The parking lot of the Viceroy backed up on the river, the Nut. My condo was in a development in a smaller town upriver, Nut Hollow. Instead of getting right into my car, I walked down to the river and had a look at the moon, which was shining round and bright. The river was black and glassy around the circle of the moon for just a single long moment; then the wind came up and ruffled the image. I saw there was a woman squatting at the base of a tree, about ten yards from the river. When she turned at my footsteps, I realized it was Fern Minette, Bobby's fiancée. She stood up with a big smile, wiping her hands on her jeans. Fern was about twenty-seven or so. She and Bobby had been engaged for four and a half years. I said, "Well, it's Fern! What are you doing, Fernie?"

"Cat entrapment."

"You're trapping cats?"

"Well, my cat. He got out of the car when I took him to the grocery store Friday." She pointed to a cat carrier with its door open, just barely visible, in a cleft up the bank from the river. "I put things in there.
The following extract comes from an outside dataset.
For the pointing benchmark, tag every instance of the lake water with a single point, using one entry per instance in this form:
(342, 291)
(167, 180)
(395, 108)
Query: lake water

Liver. His toys. Last night he went in, but when I moved away from the tree, he ran out again." She sighed.

I said, "Bobby's in the Viceroy. Maybe he would help you. He's not doing anything productive."

"You can't help with a cat. A cat can't be herded, a cat has to be attracted. I just can't figure out the thing that would do it, and as the nights go by it gets harder. You should go away, anyway."

"Do you stay out here all night?"

"Till two. Then I come back at six. Go away! He might be watching me and making up his mind!"

I got in my car and shut the door. When I turned on my headlights, Fern waved, then hunkered down beside the tree. The strangest thing about Bobby and Fern was that they had actually discussed marriage. Neither one was the sort of person you could image having any life plan that would lead to regular hours, a house, and then children who accepted them as parents.

Bobby was still on my mind when I got up to go to the office in the morning, probably because I was annoyed in advance that he would be late and I would have to rush to my appointment. It was a sharp but clear spring morning, not quite to the daffodil stage. The sky was a cold blue-gray, but the grass had greened up on the hillsides, and it seemed like you could see each blade shining with chlorophyll. It was the sort of day where houses look great, especially brick houses, and I had a brick house to show, one with a big front lawn and a newly blacktopped driveway.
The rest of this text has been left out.